= Alan St. Clair =

British guitarist (born 1959)

Alan St. Clair (born 18 May 1959) is a British guitarist, who played with several prominent punk and new wave musicians in the 1970s and 1980s.

==Biography==
In 1977, he helped form punk band Dog Days, alongside Simon Le Bon, later of Duran Duran. Other members included Peter Johns, Carol Isaacs and Olivier Behzadi. One demo tape was made, one concert played before they disbanded when Le Bon left London for University in Birmingham. After the band dissolved in 1978, St. Clair continued to work with Peter Johns, and in 1980 formed Voxpop, alongside Ian Johns, Steve Wilcox and Neil Pyzer, until 1981 when they disbanded. The same year, he formed Dive Dive Dive with David Pearson, Vincent Pitt, Patrick Ahern and John Pilny and Beau Shave. Demos and concerts followed.

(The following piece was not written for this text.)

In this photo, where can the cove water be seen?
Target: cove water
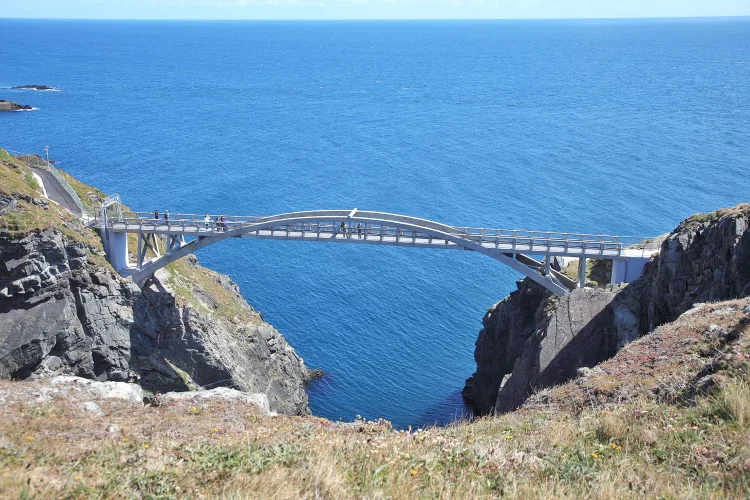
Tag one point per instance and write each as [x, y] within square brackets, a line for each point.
[619, 127]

In 1982, he also began to work with Howard Devoto (singer of Buzzcocks and Magazine), helping him with his solo career, playing guitar on his album, Jerky Versions of the Dream. North America and European tours followed. While he was with Howard Devoto, he joined Spear of Destiny. He left Spear of Destiny in 1986 after demos were made of the album that became Outland. St. Clair was asked to rejoin Spear in 1988 to tour their new album, The Price You Pay. Further demos were made by Kirk Brandon and St. Clair, some of which would later appear on Sod's Law, although not performed by him.

St. Clair was also introduced to various performing artists including Alex Gifford of Propellorheads. Demos were made, but no concerts ensued. St. Clair's last official band was ATR, alongside Harry Matthews, Richard Ramsay, Stuart Johnson and Mark Johnson.

He now lives in Portugal designing and producing bespoke furniture and guitars.